Will 2023 be the year of fair work conditions and social spending?
Every day, within the Brussels Bubble, dozens of arcane terms and unrecognisable acronyms are used, which to the ordinary citizen sound distant and complex. One of them is the European semester. What does this mean? Aren’t all semesters European within the EU? And why is it called a semester if it is annual?
These are legitimate questions. Even some MEPs, elected by EU citizens themselves, have expressed the same concern at not knowing how to make things clear to voters. "The European Semester is a complex process that very few citizens understand," confirmed MEP Stéphanie Yon-Courtin (Renew Europe). "It needs to be simplified".
In fact, the concept is a framework for coordinating and monitoring member states’ fiscal, labour, economic and social policies in order to avoid potential crises in the future.
It was first introduced in 2010 in response to the global financial crisis, and each year the parliament publishes its recommendations before the EU Commission issues the specific guidelines for each member state. It comes in two parts, one purely economic, and the other on social and employment affairs.
Both were adopted during Wednesday’s (March 15) plenary session in Strasbourg.
With that clarified, EUobserver asked the rapporteur of the second report, Socialists & Democrats MEP Estrella Durá, what are the social and employment priorities proposed by the parliament before the commission draws up the roadmap for the EU-27.
Here is a summary of the five key points to understand the societal aspects for 2023:
Fairer working conditions
Fair working conditions are at the heart of the European semester. A few facts explain why.
Nearly one-in-four people were at risk of poverty in 2021, and two-in-ten jobs in Europe were of "poor quality" in 2017. That’s a reality that can negatively affect the physical and mental health of workers.
The parliament’s report proposes more collective bargaining, social dialogue and democracy in the workplace to achieve decent wages, especially against a backdrop where the cost of living has risen sharply.
Among the more concrete proposals, parliament is calling for the minimum wage directive to be implemented as soon as possible (raising it to at least 60 percent of the country’s average gross wage); and for the temporary protection mechanism to mitigate the risk of unemployment in emergency situations (SURE) to be made permanent.
Nor does it neglect the most recent transformations and asks the EU executive for a directive to regulate conditions for teleworking in the EU, as well as to guarantee decent conditions in jobs arising in the green or digital economy.
Economic governance — but with a social dimension
The EU’s current stability and growth framework is "obsolete" to meet the social and sustainable challenges ahead, according to Durá’s report.
By 2024, the commission will propose specific fiscal recommendations for each member state.

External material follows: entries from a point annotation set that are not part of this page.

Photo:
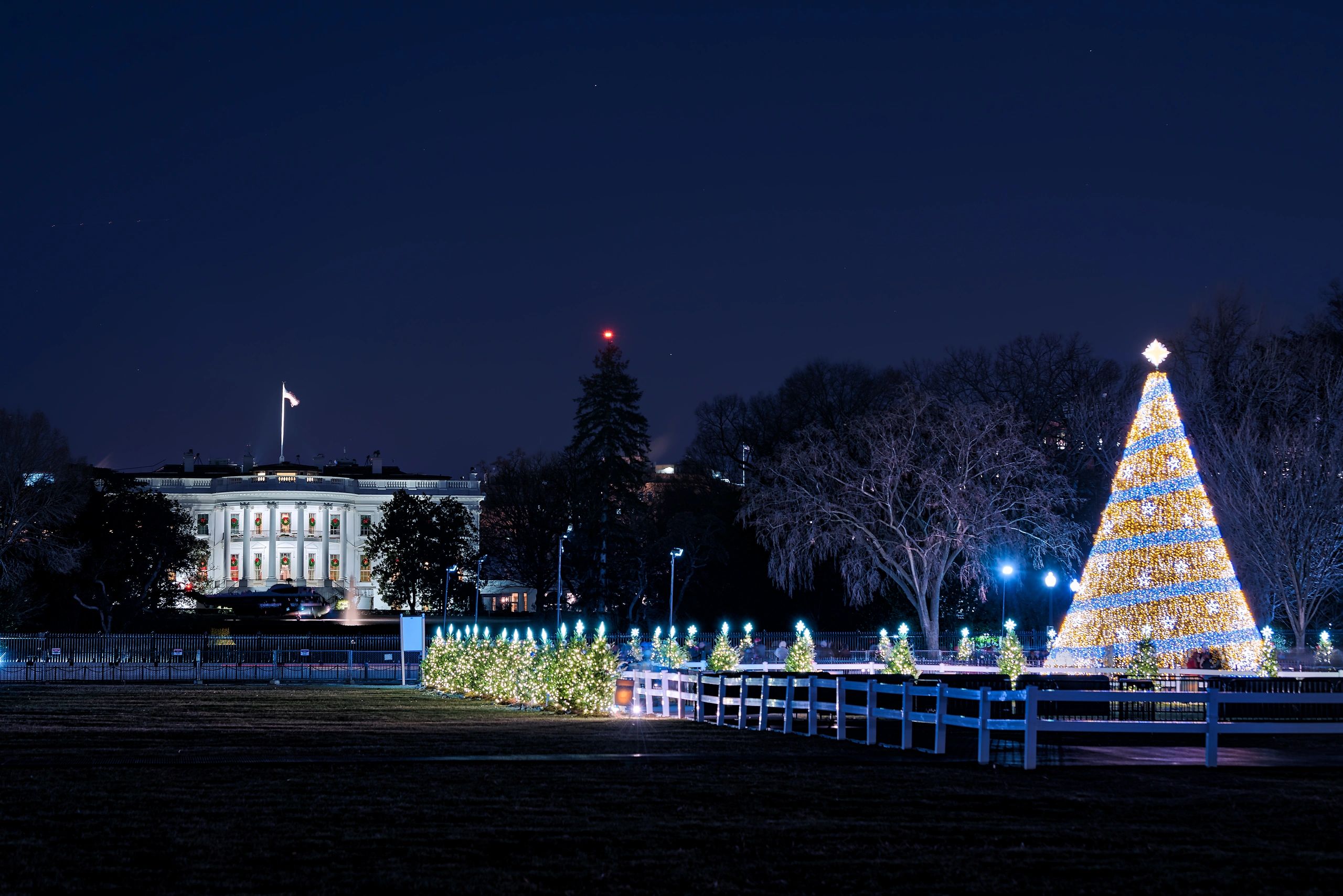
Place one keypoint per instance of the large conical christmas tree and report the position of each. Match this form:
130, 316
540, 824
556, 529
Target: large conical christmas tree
1159, 567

"The economic governance model must change and emphasise the social dimension," the Spanish MEP told EUobserver.
The social dimension in the economic governance framework implies taking into account digital and ecological transformations of European economies.
It means "no economic growth objective should be placed above social or environmental objectives", Durá clarified.

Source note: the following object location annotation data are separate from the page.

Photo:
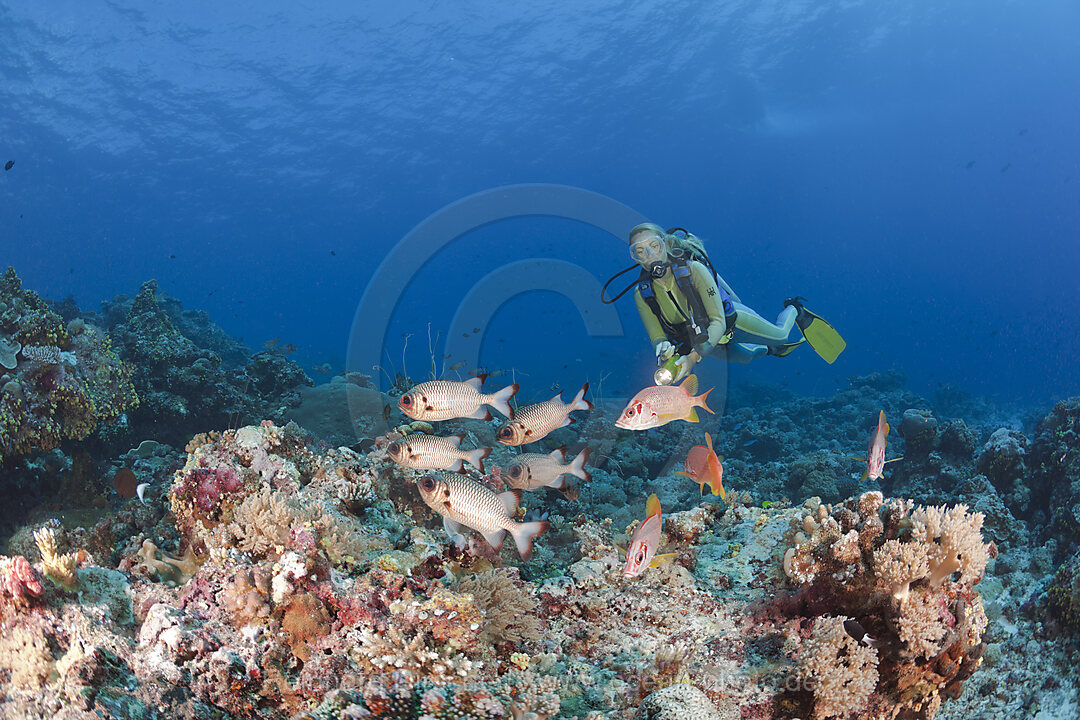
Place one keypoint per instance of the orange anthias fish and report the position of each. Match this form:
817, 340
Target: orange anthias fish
875, 453
659, 405
642, 553
703, 465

Bye-bye, social imbalances
If there are mechanisms to assess economic imbalances within the EU, why not have one to assess social imbalances, the parliament asked — and was heard.

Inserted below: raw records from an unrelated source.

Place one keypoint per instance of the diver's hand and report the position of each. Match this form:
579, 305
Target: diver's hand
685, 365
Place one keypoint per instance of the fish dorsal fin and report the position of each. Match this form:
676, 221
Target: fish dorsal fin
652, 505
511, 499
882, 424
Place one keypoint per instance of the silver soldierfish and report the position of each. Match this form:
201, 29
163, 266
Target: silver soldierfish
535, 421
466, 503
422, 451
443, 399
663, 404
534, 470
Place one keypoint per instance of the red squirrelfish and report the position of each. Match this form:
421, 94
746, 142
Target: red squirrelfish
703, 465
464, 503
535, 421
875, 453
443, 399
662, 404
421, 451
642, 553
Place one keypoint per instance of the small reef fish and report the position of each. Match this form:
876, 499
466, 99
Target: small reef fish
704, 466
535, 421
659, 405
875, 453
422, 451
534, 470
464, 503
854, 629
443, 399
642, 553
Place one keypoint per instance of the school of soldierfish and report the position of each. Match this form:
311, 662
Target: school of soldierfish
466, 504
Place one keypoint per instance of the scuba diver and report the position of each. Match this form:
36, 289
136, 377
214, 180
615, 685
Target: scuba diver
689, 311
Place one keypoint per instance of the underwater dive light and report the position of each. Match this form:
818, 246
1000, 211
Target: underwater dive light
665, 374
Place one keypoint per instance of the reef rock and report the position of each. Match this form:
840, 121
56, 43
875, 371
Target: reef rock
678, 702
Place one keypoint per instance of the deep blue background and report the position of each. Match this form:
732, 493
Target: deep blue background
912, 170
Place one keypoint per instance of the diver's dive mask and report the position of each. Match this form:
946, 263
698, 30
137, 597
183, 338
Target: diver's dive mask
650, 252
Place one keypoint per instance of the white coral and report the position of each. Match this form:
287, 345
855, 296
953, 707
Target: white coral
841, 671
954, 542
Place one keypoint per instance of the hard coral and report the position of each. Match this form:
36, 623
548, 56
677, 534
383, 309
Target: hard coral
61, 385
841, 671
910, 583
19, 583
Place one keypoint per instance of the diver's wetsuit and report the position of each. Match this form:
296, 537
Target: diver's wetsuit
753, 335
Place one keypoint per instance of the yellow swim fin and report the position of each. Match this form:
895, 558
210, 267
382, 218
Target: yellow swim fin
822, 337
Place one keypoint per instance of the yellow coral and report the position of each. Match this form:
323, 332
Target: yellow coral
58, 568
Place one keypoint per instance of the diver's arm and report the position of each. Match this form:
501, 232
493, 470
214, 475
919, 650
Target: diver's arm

The commission is already studying the proposal to create an instrument to measure these social imbalances, although — in another piece of jargon — call it the social convergence framework.
The aim is to monitor and detect any increase in the gap between rich and poor in a member state, the difference between what men and women earn, or the level of homelessness, with a view to addressing these imbalances between member states, and to understand their underlying causes.
’Flexibility’ for the twin transitions
European fiscal rules lack structural measures that go beyond the transitional period and target the medium and long-term, the report notes.
To this end, an assessment of the economic and social situation should be made, and criteria or rules should be implemented, to allow individual adjustment paths for those countries more indebted or whose economies are smaller and with more difficulties.
These adjustments would give more flexibility to carry out the reforms and investments needed for the ongoing green and digital transitions.
To ensure that these reforms and policies (existing and new) are fair, their distributional impact should also be assessed to answer the question: do they contribute to reducing social, economic and regional inequalities? If the answer is no, the social convergence framework would have to do its magic.
Common fund for social and climate needs
The European Sovereignty Fund is a commission proposal to boost the competitiveness of the bloc through investment in member states’ strategic industries.
Parliament’s recommendations also include that the common fund can be used to address the social, climate and environmental challenges that will come with the green and digital transition.
"The future of investment, if we want to do investment, cannot be foreseen without a social component that responds to the fears and expectations of the young generations and all the citizens in Europe," said MEP Dragos Pislaru (Renew Europe) during a plenary session this week.